The fact that shifts are linear transformations allows the self-attention mechanism to efficiently utilize positional information.
RoPE
Rotary Positional Embedding (RoPE) is similar to the sinusoidal positional encoding, but instead of adding the positional encoding to the token embedding, RoPE rotates the queries and keys in the self-attention mechanism according to their positions.

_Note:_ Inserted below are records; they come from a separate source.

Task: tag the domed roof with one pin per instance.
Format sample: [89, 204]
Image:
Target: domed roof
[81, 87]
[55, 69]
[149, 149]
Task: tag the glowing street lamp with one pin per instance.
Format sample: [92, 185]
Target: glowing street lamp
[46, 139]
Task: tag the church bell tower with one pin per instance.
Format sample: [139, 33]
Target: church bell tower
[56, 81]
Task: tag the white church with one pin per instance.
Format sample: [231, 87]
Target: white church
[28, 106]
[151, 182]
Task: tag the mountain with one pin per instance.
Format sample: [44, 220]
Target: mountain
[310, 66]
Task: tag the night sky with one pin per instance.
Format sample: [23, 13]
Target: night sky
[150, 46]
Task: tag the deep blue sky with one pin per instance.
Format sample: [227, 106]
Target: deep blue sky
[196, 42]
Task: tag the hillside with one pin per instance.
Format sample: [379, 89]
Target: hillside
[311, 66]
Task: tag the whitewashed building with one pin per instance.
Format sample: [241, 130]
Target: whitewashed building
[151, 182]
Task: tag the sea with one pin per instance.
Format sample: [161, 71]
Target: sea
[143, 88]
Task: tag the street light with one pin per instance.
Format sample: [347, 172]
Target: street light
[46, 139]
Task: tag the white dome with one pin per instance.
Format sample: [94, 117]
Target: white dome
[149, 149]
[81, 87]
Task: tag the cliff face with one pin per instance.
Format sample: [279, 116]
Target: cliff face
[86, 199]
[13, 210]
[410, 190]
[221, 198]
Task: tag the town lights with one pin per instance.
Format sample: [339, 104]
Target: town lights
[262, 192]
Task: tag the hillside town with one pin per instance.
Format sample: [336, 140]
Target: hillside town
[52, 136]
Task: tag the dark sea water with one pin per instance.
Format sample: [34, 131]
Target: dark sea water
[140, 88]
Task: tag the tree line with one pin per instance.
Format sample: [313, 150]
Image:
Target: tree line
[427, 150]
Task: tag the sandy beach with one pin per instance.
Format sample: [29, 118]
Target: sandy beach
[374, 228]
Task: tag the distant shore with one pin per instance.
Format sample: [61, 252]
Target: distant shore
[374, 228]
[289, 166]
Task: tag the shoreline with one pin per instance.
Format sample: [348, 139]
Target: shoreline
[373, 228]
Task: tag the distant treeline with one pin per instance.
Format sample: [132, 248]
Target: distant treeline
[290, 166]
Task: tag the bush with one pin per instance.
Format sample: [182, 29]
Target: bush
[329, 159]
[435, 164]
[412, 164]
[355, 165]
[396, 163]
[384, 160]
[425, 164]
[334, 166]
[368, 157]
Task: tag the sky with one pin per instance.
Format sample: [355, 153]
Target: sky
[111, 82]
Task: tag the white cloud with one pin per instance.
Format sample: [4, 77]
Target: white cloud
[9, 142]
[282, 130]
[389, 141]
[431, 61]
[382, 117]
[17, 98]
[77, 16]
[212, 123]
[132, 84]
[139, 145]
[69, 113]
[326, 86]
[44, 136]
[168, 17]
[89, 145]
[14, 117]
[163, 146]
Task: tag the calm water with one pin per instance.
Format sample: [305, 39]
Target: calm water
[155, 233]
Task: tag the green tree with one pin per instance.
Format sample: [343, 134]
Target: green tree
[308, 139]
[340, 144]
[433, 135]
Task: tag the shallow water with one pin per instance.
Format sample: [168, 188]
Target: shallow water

For frequency \(\omega\), the rotation applied to position \(p\) is: \[ R_\omega(p) = \begin{bmatrix} \cos(\omega p) & \sin(\omega p) \\ -\sin(\omega p) & \cos(\omega p) \end{bmatrix}. \] In self-attention, the query and key vectors for position \(p\) are rotated: \[ q_p \gets R_\omega(p) \, q_p, \quad k_p \gets R_\omega(p) \, k_p. \] The attention score between positions \(p\) and \(q\) then becomes: \[ q_p^\top k_q = q_p^\top R_\omega(p)^\top R_\omega(q) k_q = q_p^\top R_\omega(q - p) k_q. \] This means the positional effect depends only on the relative distance \(q - p\), not the absolute positions. This has two important consequences:
- Pure relative position dependence: The positional factor \(R(q-p)\) depends only on the relative offset between tokens, enabling generalization to sequence lengths beyond training.
- Separation of concerns: Token embeddings carry purely semantic information, while positional relationships are injected only when computing attention scores. This avoids the content-position cross-terms present in the original sinusoidal approach, making relative position reasoning more direct.

Learned Positional Encoding
Learned positional encodings are conceptually simple and do not involve any trigonometric functions.
There is a learnable embedding for each position which is added to the token embedding and learned via backpropagation.
In the original transformer paper, the authors claimed that they tried learned positional encodings and found similar
performance to the sinusoidal positional encoding. Ultimately they chose the sinusoidal positional encoding because it
allows for better generalization to longer sequences.
No Positional Encoding
Lastly, we can use no positional encodings at all! This is inspired by the NoPE paper, which shows that
transformer decoder models can learn positional information via the causal mask implicitly. With my one layer transformer model,
I found the accuracy to only be 17% for the ShiftK dataset, but 96% for the AlternatingChar task.
However, 17% is still far better than random guessing (which would be around 4%).
Conclusion
In this blog, we experimented with different positional encodings on a small transformer model with two synthetic datasets. The synthetic datasets were constructed to test the model's ability to utilize positional information. By analyzing the attention heatmaps, we were able to draw some insights into how the different positional encodings affect model learning.